Just ask Rhea Lana Riner. She owns a small Arkansas-based business that organizes consignment sales. Since August, the Labor Department has been threatening her with stiff financial penalties, saying her business practices are illegal.

It has even been contacting donors to her events and encouraging them to instigate legal action against her.

Why? Well, the department says Riner cannot legally allow the people who provide items for sale to also volunteer at the events — even if they want to. That violates of the Fair Labor Standards Act. Only paid employees can do that.

Riner is fighting back, and on Monday filed a legal complaint against the department with the U.S. District Court for the District of Columbia. The legal nonprofit group Cause of Action is representing her.

Rhea Lana, Inc., hosts what are essentially big semiannual yard sales. People who donate clothing or other items get 70 percent of the profits from the sales of their items as well as first crack at the other merchandise.

The donors also often volunteer at the events, doing things like hanging clothes or working the cash register. This helps to ensure that their items get sold. That’s also what got Riner in trouble with the feds.

In Aug. 26 letter, the DOL’s Wage and Hour Division said the business was in violation of the FLSA because she wasn’t paying the volunteers. The department said no penalty was being assessed at the time, but that any further "repeated or willful violations" of their ruling would result in fines "not to exceed $1,100 for each such violation."

The department ominously added: "Letters have been sent to the consignors/volunteers informing of their private right under the FLSA to bring an independent suit to recover any back wages due."

Rhea Lana's did agree to pay more than $6,300 in back wages to 39 people Riner concurred were not volunteers but independent contractors, but rejected the department's assertion the others were employees.

The department explained its thinking in the case an Aug. 30 letter to Rep. Tim Griffin, R-Ark.: It only allows volunteerism for “religious, charitable, civic, humanitarian or similar non-profit organizations.” Riner’s for-profit business did not qualify.

The letter to Griffin bluntly stated that it didn't matter what the volunteers themselves thought. It cited a 1945 Supreme Court ruling that found that the FLSA must "be applied even to those who would decline its protections." The court argued in that case that if exceptions were allowed for volunteers then "employers might be able to use superior bargaining power to coerce employees to make such assertions."

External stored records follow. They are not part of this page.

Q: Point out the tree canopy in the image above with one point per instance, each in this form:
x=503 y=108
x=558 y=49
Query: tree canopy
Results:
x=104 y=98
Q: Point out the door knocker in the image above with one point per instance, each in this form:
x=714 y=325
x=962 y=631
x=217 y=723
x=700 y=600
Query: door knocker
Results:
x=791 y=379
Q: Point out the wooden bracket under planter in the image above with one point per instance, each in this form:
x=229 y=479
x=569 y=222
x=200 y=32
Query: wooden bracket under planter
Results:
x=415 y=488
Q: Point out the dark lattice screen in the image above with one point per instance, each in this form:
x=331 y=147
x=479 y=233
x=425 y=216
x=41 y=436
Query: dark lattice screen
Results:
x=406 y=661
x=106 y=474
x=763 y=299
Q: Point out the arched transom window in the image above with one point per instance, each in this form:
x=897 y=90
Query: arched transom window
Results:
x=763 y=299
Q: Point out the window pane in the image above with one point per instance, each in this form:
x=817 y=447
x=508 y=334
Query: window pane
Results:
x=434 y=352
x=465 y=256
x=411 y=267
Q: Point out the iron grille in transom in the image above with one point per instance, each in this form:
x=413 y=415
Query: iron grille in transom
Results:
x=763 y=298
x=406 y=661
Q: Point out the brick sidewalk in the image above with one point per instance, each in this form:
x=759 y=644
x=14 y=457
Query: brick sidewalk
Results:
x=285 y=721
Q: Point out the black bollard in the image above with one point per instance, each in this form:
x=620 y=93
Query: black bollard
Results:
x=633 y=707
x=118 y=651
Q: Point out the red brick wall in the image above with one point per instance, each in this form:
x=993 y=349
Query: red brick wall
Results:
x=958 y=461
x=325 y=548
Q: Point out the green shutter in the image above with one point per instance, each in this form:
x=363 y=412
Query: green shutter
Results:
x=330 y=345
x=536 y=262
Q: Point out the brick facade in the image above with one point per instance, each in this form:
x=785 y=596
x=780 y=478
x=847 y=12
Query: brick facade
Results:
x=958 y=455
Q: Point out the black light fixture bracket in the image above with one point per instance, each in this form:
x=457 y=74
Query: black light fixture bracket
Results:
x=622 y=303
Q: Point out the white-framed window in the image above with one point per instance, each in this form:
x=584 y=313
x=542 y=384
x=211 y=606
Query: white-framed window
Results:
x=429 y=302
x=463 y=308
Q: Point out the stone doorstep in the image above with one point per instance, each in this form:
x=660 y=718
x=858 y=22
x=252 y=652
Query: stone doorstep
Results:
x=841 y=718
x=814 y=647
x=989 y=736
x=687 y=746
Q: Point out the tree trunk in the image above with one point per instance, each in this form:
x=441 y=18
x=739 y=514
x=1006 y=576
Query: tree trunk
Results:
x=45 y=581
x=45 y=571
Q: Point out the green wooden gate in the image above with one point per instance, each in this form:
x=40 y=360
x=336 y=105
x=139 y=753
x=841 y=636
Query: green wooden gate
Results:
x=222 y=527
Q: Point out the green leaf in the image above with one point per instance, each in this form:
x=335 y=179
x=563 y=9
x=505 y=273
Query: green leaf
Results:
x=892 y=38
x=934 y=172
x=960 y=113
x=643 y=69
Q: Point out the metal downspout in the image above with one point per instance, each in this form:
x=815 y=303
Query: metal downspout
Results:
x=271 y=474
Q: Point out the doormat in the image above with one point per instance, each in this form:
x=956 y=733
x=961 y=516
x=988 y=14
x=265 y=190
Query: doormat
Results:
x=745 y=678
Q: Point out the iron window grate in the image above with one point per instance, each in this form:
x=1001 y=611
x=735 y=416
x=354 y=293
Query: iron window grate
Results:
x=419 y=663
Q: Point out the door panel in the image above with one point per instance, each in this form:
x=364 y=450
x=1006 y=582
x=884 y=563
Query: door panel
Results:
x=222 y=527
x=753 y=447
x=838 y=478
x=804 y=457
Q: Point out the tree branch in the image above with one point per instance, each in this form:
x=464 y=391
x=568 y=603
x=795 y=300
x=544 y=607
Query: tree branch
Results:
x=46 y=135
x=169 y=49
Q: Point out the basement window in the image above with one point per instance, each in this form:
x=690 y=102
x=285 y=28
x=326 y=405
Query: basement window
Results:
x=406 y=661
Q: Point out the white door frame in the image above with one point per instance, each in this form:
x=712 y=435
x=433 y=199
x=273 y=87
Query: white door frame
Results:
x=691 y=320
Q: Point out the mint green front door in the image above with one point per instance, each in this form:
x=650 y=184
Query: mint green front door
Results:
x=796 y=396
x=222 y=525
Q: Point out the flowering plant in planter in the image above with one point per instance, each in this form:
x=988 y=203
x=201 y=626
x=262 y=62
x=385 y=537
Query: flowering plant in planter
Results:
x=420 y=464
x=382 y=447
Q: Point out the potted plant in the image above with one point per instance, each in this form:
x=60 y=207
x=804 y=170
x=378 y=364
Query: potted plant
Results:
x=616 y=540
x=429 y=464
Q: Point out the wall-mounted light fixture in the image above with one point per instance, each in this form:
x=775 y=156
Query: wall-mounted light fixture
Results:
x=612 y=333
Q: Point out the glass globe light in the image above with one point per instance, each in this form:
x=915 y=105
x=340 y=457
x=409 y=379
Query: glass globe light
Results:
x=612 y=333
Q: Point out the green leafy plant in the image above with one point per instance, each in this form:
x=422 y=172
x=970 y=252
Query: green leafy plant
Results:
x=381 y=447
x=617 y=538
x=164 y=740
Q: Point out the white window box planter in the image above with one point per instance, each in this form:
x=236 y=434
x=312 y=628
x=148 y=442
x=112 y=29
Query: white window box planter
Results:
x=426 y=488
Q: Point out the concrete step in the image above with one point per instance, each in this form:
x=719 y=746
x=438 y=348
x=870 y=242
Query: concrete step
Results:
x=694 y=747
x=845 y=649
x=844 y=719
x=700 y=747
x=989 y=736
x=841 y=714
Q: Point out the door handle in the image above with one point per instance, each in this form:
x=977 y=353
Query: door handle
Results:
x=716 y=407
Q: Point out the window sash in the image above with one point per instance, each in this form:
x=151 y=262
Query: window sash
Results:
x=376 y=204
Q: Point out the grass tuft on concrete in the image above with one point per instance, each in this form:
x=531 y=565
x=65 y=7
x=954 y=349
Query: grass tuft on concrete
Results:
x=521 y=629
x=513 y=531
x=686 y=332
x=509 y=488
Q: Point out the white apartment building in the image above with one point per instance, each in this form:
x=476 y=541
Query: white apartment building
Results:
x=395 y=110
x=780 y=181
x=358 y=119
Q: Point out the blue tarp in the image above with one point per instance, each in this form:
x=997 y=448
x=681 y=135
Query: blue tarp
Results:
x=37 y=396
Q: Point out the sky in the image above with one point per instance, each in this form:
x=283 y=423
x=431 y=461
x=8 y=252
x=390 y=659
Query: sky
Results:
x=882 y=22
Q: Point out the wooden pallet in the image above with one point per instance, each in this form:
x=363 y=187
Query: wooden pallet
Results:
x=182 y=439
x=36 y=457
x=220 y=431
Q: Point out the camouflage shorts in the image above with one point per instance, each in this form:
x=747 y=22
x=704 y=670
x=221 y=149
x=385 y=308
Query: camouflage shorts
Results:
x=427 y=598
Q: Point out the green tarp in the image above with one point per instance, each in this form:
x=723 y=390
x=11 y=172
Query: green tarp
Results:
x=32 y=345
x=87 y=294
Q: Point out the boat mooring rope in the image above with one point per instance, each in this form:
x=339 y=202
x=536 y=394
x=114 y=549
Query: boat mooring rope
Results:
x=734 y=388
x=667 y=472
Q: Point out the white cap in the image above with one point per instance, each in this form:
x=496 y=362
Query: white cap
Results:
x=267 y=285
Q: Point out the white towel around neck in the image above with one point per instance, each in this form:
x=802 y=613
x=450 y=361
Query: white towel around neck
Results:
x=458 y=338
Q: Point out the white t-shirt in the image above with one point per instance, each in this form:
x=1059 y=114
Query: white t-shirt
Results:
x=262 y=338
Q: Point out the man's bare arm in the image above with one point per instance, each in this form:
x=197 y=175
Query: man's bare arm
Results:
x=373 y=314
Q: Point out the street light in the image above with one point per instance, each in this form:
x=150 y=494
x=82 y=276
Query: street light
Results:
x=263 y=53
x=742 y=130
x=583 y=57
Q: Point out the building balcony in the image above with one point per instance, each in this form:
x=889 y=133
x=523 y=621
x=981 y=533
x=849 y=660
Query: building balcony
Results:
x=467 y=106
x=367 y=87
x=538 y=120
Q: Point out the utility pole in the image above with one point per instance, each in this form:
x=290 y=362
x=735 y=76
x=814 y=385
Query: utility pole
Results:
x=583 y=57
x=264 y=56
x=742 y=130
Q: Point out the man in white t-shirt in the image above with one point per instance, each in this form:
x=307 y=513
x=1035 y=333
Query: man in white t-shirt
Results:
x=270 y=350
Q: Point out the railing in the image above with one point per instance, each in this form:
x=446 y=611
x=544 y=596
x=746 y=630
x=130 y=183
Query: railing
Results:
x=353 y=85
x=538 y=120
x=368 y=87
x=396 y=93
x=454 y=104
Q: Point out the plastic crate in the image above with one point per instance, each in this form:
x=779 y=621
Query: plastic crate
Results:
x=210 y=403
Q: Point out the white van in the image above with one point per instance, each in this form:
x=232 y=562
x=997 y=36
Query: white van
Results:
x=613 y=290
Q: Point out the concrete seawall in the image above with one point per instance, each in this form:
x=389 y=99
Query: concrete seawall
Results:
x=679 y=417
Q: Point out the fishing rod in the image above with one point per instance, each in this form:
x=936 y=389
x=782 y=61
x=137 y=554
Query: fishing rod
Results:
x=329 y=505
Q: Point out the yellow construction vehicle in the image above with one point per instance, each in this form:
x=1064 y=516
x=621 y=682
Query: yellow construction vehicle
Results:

Cause of Action lawyer Reed Rubinstein called the department’s interpretation absurd in Riner’s case. He argued the Supreme Court’s ruling was meant to apply to people who were already working for the employer and therefore could be exploited with the threat of firing.

That was not the case with Riner’s consignors. They were not required to volunteer, controlled their own schedules when they did and couldn’t be fired or otherwise disciplined since they didn’t work for her to begin with.

"What power does Rhea Lana have over these people?" Rubinstein asked.

It is not clear if the volunteers themselves believe they have been exploited. According to Cause of Action, no complaints had been made by donors prior to the government’s action. Nor were they aware of any of anyone following up on the department’s invitation to take legal action.

I asked the Labor Department if they could cite any examples volunteers claiming to be exploited. A spokesman declined to answer the Washington Examiner’s inquiries on the matter.

The spokesman said only: "The U.S. Department of Labor is not aware of any complaint filed by Rhea Lana, Inc. against the department. However, we will review any complaints filed against us, and will respond accordingly."